Magdeburg, 18. Mai 2018. Der 3. Magdeburger Restrukturierungslunch beschäftigte sich am 17. April mit der Fragestellung „Eigenverwaltung im siebten Jahr: Auslaufmodell oder zweiter Frühling?“. Rund 50 Gäste beteiligten sich an der lebhaften Diskussion mit den Experten auf dem Podium.

Eröffnet wurde die Veranstaltung mit einem Impulsvortrag von Burkhard Jung (Restrukturierungspartner), der einführend einen Überblick über die Zahlen, Daten und Fakten aus sechs Jahren ESUG gab. Danach präsentierte Jung sechs von ihm aufgestellte Thesen zur Eigenverwaltung, in denen er aus seiner Sicht über die aktuelle Lage der Eigenverwaltung sowie deren zukünftigen Anforderungen referierte.
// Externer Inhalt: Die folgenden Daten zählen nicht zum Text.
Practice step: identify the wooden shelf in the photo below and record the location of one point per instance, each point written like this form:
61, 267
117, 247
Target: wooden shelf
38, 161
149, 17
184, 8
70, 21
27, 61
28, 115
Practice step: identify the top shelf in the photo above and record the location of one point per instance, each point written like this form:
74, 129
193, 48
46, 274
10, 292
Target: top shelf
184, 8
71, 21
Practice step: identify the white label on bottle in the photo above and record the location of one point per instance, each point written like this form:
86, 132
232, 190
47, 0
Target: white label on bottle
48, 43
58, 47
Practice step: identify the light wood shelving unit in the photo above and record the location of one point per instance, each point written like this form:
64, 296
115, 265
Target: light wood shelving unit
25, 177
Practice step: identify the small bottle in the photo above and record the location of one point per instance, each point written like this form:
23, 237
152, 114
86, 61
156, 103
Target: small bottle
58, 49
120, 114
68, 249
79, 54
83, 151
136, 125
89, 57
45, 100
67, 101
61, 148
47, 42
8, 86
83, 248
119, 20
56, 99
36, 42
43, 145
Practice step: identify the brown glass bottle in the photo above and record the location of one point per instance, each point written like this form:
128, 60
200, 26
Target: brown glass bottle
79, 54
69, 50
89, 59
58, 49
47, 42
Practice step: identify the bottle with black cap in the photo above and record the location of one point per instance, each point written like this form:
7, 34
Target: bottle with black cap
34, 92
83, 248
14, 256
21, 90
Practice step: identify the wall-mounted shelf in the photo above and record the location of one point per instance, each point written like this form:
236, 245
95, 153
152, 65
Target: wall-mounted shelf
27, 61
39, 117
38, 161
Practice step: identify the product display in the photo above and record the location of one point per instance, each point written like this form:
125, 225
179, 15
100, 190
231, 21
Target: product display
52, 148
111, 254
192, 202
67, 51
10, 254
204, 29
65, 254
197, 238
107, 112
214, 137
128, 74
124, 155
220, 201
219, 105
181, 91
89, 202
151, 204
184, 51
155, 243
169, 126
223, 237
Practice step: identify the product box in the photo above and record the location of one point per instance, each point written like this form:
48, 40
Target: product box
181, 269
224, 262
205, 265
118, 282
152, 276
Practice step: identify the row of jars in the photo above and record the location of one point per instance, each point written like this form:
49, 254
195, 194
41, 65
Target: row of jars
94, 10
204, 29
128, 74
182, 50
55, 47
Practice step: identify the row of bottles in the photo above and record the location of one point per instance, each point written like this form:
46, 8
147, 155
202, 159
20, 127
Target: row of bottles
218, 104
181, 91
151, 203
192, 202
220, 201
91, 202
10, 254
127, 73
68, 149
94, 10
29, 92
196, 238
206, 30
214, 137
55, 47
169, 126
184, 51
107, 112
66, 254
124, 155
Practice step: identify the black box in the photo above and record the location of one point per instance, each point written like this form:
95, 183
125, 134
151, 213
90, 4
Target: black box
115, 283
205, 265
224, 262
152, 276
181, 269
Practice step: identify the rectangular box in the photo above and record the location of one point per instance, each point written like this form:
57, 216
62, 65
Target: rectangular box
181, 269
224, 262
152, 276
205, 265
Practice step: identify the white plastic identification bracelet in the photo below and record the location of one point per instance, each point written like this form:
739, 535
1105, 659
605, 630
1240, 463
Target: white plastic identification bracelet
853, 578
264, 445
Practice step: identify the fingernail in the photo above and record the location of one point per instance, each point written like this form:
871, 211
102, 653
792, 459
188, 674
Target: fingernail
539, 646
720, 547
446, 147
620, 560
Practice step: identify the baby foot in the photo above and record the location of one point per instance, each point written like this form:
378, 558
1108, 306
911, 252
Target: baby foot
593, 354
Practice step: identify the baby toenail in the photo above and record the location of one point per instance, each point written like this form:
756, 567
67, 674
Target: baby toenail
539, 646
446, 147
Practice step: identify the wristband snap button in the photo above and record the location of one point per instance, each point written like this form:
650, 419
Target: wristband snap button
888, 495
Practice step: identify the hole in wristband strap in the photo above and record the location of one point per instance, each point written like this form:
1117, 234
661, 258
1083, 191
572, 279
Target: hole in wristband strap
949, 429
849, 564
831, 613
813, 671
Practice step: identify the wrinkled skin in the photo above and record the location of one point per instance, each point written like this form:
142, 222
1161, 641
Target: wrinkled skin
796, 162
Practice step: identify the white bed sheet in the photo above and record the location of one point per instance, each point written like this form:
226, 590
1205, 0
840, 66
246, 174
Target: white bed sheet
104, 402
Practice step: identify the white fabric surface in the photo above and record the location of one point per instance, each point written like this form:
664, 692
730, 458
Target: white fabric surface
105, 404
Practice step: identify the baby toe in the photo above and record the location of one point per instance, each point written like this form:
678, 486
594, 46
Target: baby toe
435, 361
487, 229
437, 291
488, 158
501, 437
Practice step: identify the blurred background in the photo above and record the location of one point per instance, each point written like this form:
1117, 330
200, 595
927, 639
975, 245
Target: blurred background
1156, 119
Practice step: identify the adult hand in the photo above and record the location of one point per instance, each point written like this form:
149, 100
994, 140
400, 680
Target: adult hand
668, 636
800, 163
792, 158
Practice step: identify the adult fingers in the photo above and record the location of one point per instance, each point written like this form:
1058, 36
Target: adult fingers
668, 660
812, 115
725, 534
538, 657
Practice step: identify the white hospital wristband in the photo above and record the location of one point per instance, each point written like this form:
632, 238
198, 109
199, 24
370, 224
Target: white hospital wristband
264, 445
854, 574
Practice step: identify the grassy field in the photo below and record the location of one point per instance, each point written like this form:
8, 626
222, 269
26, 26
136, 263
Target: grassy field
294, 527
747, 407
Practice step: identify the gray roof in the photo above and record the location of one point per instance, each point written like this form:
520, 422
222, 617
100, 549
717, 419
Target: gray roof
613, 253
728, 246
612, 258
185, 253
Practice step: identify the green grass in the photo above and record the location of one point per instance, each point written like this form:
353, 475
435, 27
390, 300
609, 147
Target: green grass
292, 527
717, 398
In der anschließenden Podiumsdiskussion – moderiert von Prof. Dr. Lucas F. Flöther (Flöther & Wissing) und Burkhard Jung – berichteten die Panelisten Dr. Petra Brenner (Partnerin, Dentons), Dr. Thorsten Graeber (Insolvenzrichter, Amtsgericht Potsdam) und Alexander Klemm (Leiter Spezialkreditmanagement Sanierung 2, LBBW) aus ihren umfangreichen Erfahrungen mit Eigenverwaltungsverfahren. Es wurden die Chancen und Risiken des ESUG für alle Beteiligten diskutiert und ein Ausblick auf seine weitere Entwicklung gegeben.

In der Diskussion betonte Alexander Klemm, dass eine offene Information aller wesentlichen Stakeholder in der Eigenverwaltung sowie in Phasen der Restrukturierung extrem erfolgskritisch sei, insbesondere dann, wenn diese seitens der Beteiligten aktiv erbeten werde. Er berichtete, dass eine selektive, unvollständige Kommunikation ursächlich beziehungsweise mitursächlich für eine Verzögerung, wenn nicht gar für das Scheitern von Sanierungsprozessen, gewesen sei. „Aus Sicht der Banken gehört dazu unter anderem eine belastbare, nachvollziehbare Quantifizierung der vorgesehenen Schritte wie auch der ansonsten denkmöglichen Alternativen, um so den Entscheidungsprozess in den Banken erst zu ermöglichen beziehungsweise zu beschleunigen“, so der Banker.

Einen interessanten Einblick in seine Erfahrungen mit Eigenverwaltungsverfahren gab der Insolvenzrichter Dr. Thorsten Graeber. Seiner Ansicht nach habe das ESUG das Insolvenzverfahren für die Insolvenzgläubiger und Insolvenzverwalter verändert und einige neue Möglichkeiten, Chancen und Risiken entstehen lassen. Jedoch gab Dr. Graeber zu bedenken, dass anfängliche Fehlentwicklungen zwar eventuell beseitigt werden könnten, aber auch dann sei nicht gesichert, dass das ESUG für alle Beteiligten mit Vorteilen verbunden sei. Daher empfahl der Insolvenzrichter, dass die weitere Entwicklung des ESUG genau beobachtet werden solle.

Nach Ansicht von Dr. Petra Brenner ist die Eigenverwaltung für sanierungsfähige Gesellschaften, die bereits über ein kompetentes Management verfügen, das Mittel der Wahl. Allerdings sei für die Geschäftsführung eine Eigenverwaltung ohne insolvenzrechtliche Beratung auf Grund der zu beachtenden insolvenzspezifischen Pflichten und des damit für die Geschäftsführung verbundenen Haftungsrisikos nicht darstellbar. Eine Eigenverwaltung biete sich deshalb nur für Unternehmen ab einer bestimmten Größe an. Dr. Petra Brenner plädierte dafür, einem Missbrauch der Eigenverwaltung zur Durchsetzung von Gesellschafterinteressen im Wege des Forum Shoppings durch eine Zentralisierung der Zuständigkeit bei wenigen spezialisierten Gerichten sowie durch eine Stärkung der Position des Sachwalters zu begegnen.

Zum Abschluss der Veranstaltung wurde die Frage gestellt, was sich die Podiumsteilnehmer vom ESUG zukünftig erhoffen. Dabei waren sich alle Podiumsteilnehmer einig, dass vor allem die Qualität, das Vertrauen und die Kommunikation noch stärker als Kernvoraussetzungen für eine erfolgreiche Eigenverwaltung verbessert werden sollen.